One action of hers, however, brought him to full cognition. Her face being reflected towards him as she sat, he could perceive that she was amusing herself by artificially producing in each cheek the dimple before alluded to, a curious accomplishment of which she was mistress, effecting it by a momentary suction. It seemed to him for the first time that the dimples were far oftener absent from her face during his intercourse with her nowadays than they had been in the earlier weeks of their acquaintance.
"Don't do that, Arabella!" he said suddenly. "There is no harm in it, but – I don't like to see you."

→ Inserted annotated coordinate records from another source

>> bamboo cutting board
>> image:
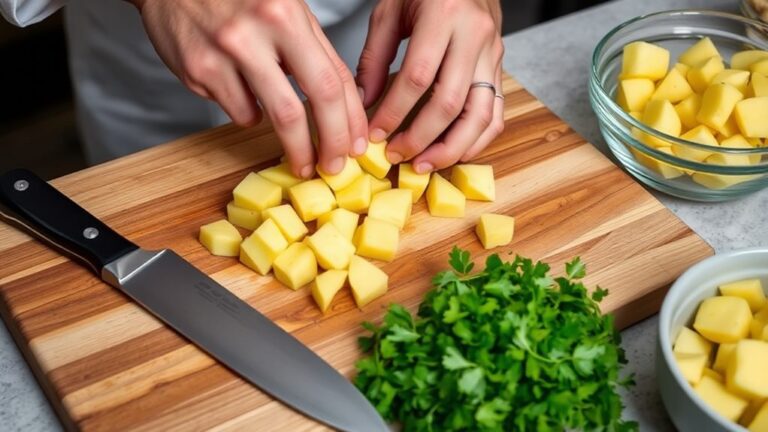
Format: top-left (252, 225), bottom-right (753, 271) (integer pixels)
top-left (0, 77), bottom-right (712, 431)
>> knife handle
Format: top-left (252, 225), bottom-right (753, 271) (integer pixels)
top-left (0, 169), bottom-right (138, 274)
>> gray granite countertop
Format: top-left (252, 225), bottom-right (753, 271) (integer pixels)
top-left (0, 0), bottom-right (768, 432)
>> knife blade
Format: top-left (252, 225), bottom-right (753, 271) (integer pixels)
top-left (0, 169), bottom-right (389, 431)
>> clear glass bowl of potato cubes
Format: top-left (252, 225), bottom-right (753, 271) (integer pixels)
top-left (656, 247), bottom-right (768, 432)
top-left (589, 11), bottom-right (768, 201)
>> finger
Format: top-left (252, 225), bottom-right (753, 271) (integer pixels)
top-left (387, 33), bottom-right (484, 162)
top-left (366, 22), bottom-right (450, 146)
top-left (357, 6), bottom-right (402, 108)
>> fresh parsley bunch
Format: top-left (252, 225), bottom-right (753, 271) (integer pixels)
top-left (355, 247), bottom-right (638, 432)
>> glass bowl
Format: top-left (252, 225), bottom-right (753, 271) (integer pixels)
top-left (589, 10), bottom-right (768, 201)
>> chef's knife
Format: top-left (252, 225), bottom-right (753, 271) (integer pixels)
top-left (0, 169), bottom-right (389, 431)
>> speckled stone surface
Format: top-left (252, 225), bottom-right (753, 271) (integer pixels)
top-left (0, 0), bottom-right (768, 432)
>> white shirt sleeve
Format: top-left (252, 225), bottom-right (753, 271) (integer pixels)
top-left (0, 0), bottom-right (67, 27)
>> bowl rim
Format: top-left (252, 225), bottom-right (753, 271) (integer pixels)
top-left (657, 246), bottom-right (768, 430)
top-left (590, 9), bottom-right (768, 170)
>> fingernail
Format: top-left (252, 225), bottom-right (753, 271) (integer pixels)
top-left (352, 137), bottom-right (368, 156)
top-left (387, 152), bottom-right (403, 165)
top-left (328, 157), bottom-right (344, 175)
top-left (369, 129), bottom-right (387, 142)
top-left (413, 162), bottom-right (435, 174)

She turned and laughed. "Lord, I didn't know you were awake!" she said. "How countrified you are! That's nothing."
"Where did you learn it?"
"Nowhere that I know of. They used to stay without any trouble when I was at the public-house; but now they won't. My face was fatter then."
"I don't care about dimples. I don't think they improve a woman – particularly a married woman, and of full-sized figure like you."

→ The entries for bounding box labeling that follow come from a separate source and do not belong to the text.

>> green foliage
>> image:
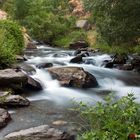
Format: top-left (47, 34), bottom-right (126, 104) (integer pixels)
top-left (0, 20), bottom-right (24, 54)
top-left (77, 94), bottom-right (140, 140)
top-left (0, 29), bottom-right (15, 69)
top-left (84, 0), bottom-right (140, 45)
top-left (53, 30), bottom-right (87, 48)
top-left (0, 0), bottom-right (80, 46)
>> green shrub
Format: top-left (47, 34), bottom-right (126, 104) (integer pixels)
top-left (53, 30), bottom-right (87, 48)
top-left (77, 94), bottom-right (140, 140)
top-left (0, 29), bottom-right (15, 69)
top-left (0, 20), bottom-right (24, 54)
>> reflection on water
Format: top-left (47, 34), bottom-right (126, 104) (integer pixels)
top-left (26, 46), bottom-right (140, 104)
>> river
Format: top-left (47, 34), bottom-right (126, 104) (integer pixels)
top-left (0, 45), bottom-right (140, 138)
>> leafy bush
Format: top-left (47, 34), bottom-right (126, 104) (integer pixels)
top-left (53, 30), bottom-right (87, 48)
top-left (0, 20), bottom-right (24, 53)
top-left (77, 94), bottom-right (140, 140)
top-left (0, 29), bottom-right (15, 69)
top-left (84, 0), bottom-right (140, 46)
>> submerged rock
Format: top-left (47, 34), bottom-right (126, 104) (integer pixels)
top-left (48, 67), bottom-right (98, 88)
top-left (0, 95), bottom-right (30, 107)
top-left (69, 40), bottom-right (89, 50)
top-left (70, 55), bottom-right (83, 63)
top-left (36, 63), bottom-right (53, 69)
top-left (0, 69), bottom-right (28, 86)
top-left (26, 76), bottom-right (43, 90)
top-left (0, 108), bottom-right (11, 129)
top-left (5, 125), bottom-right (75, 140)
top-left (26, 42), bottom-right (37, 49)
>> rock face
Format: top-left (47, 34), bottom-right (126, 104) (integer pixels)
top-left (5, 125), bottom-right (75, 140)
top-left (76, 20), bottom-right (90, 30)
top-left (48, 67), bottom-right (98, 88)
top-left (0, 69), bottom-right (27, 86)
top-left (70, 55), bottom-right (83, 63)
top-left (26, 42), bottom-right (37, 49)
top-left (36, 63), bottom-right (53, 69)
top-left (0, 108), bottom-right (11, 128)
top-left (26, 77), bottom-right (43, 90)
top-left (0, 95), bottom-right (30, 107)
top-left (69, 40), bottom-right (89, 50)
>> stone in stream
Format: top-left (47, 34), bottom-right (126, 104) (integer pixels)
top-left (26, 42), bottom-right (37, 49)
top-left (0, 94), bottom-right (30, 107)
top-left (36, 63), bottom-right (53, 69)
top-left (0, 108), bottom-right (11, 129)
top-left (70, 55), bottom-right (83, 63)
top-left (0, 69), bottom-right (28, 87)
top-left (26, 76), bottom-right (43, 90)
top-left (69, 40), bottom-right (89, 50)
top-left (4, 125), bottom-right (75, 140)
top-left (48, 67), bottom-right (98, 88)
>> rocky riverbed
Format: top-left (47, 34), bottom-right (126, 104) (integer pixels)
top-left (0, 45), bottom-right (140, 140)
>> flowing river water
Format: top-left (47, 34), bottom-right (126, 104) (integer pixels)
top-left (0, 45), bottom-right (140, 138)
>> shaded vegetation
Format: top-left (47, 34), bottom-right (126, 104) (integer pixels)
top-left (76, 94), bottom-right (140, 140)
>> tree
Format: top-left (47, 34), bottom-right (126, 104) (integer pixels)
top-left (84, 0), bottom-right (140, 45)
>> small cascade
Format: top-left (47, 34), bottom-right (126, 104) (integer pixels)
top-left (24, 46), bottom-right (140, 104)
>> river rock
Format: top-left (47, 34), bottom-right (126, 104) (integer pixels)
top-left (26, 42), bottom-right (37, 49)
top-left (5, 125), bottom-right (75, 140)
top-left (76, 19), bottom-right (90, 30)
top-left (26, 76), bottom-right (43, 90)
top-left (120, 64), bottom-right (134, 71)
top-left (0, 95), bottom-right (30, 107)
top-left (19, 63), bottom-right (36, 75)
top-left (36, 63), bottom-right (53, 69)
top-left (16, 55), bottom-right (27, 62)
top-left (70, 55), bottom-right (83, 63)
top-left (0, 108), bottom-right (11, 129)
top-left (0, 69), bottom-right (28, 86)
top-left (112, 54), bottom-right (127, 64)
top-left (69, 40), bottom-right (89, 50)
top-left (48, 67), bottom-right (98, 88)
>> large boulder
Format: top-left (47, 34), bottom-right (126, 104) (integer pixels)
top-left (76, 19), bottom-right (90, 30)
top-left (26, 76), bottom-right (43, 90)
top-left (48, 67), bottom-right (98, 88)
top-left (69, 40), bottom-right (89, 50)
top-left (0, 108), bottom-right (11, 129)
top-left (0, 69), bottom-right (28, 86)
top-left (70, 55), bottom-right (83, 63)
top-left (26, 42), bottom-right (37, 49)
top-left (36, 63), bottom-right (53, 69)
top-left (0, 95), bottom-right (30, 107)
top-left (4, 125), bottom-right (75, 140)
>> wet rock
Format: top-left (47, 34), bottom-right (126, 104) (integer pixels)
top-left (26, 77), bottom-right (43, 90)
top-left (112, 54), bottom-right (128, 64)
top-left (84, 59), bottom-right (96, 65)
top-left (76, 19), bottom-right (90, 30)
top-left (120, 64), bottom-right (134, 71)
top-left (5, 125), bottom-right (75, 140)
top-left (0, 95), bottom-right (30, 107)
top-left (70, 55), bottom-right (83, 63)
top-left (19, 63), bottom-right (36, 75)
top-left (0, 69), bottom-right (28, 86)
top-left (16, 55), bottom-right (27, 62)
top-left (48, 67), bottom-right (98, 88)
top-left (104, 61), bottom-right (114, 68)
top-left (131, 55), bottom-right (140, 72)
top-left (69, 41), bottom-right (89, 50)
top-left (26, 42), bottom-right (37, 49)
top-left (52, 120), bottom-right (68, 126)
top-left (0, 108), bottom-right (11, 129)
top-left (36, 63), bottom-right (53, 69)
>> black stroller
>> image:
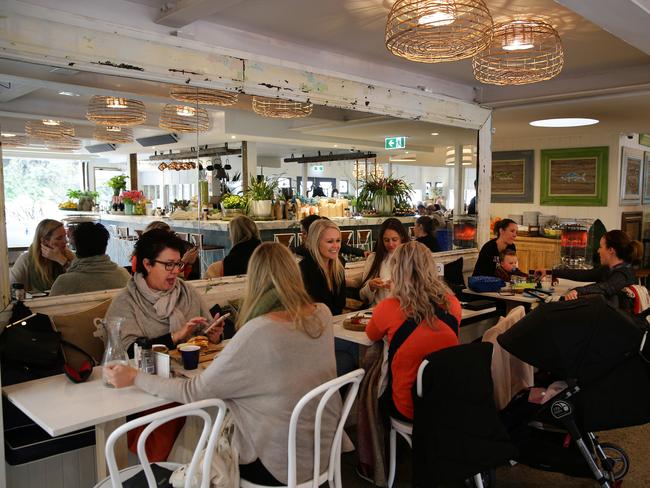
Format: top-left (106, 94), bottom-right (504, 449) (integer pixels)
top-left (498, 298), bottom-right (650, 487)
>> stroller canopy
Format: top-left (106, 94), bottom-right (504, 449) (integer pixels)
top-left (497, 296), bottom-right (643, 384)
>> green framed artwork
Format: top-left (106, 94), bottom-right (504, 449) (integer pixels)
top-left (540, 146), bottom-right (609, 207)
top-left (491, 150), bottom-right (535, 203)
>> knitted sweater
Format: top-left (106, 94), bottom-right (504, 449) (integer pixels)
top-left (50, 254), bottom-right (131, 296)
top-left (135, 304), bottom-right (341, 483)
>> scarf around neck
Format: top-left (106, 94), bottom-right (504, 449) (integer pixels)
top-left (131, 273), bottom-right (192, 332)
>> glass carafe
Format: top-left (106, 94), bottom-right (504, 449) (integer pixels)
top-left (102, 317), bottom-right (129, 388)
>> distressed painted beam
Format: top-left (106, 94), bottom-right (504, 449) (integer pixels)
top-left (0, 9), bottom-right (490, 129)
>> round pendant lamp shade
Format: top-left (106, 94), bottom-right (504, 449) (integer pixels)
top-left (86, 95), bottom-right (147, 127)
top-left (385, 0), bottom-right (493, 63)
top-left (93, 125), bottom-right (133, 144)
top-left (472, 20), bottom-right (564, 85)
top-left (253, 97), bottom-right (314, 119)
top-left (0, 134), bottom-right (29, 148)
top-left (158, 104), bottom-right (210, 132)
top-left (169, 85), bottom-right (239, 107)
top-left (25, 119), bottom-right (74, 141)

"Most men think otherwise."
"I don't care what most men think, if they do. How do you know?"
"I used to be told so when I was serving in the tap-room."
"Ah – that public-house experience accounts for your knowing about the adulteration of the ale when we went and had some that Sunday evening. I thought when I married you that you had always lived in your father's house."
"You ought to have known better than that, and seen I was a little more finished than I could have been by staying where I was born. There was not much to do at home, and I was eating my head off, so I went away for three months."
"You'll soon have plenty to do now, dear, won't you?"
"How do you mean?"
"Why, of course – little things to make."
"Oh."
"When will it be? Can't you tell me exactly, instead of in such general terms as you have used?"
"Tell you?"
"Yes – the date."
"There's nothing to tell. I made a mistake."
"What?"
"It was a mistake."
He sat bolt upright in bed and looked at her. "How can that be?"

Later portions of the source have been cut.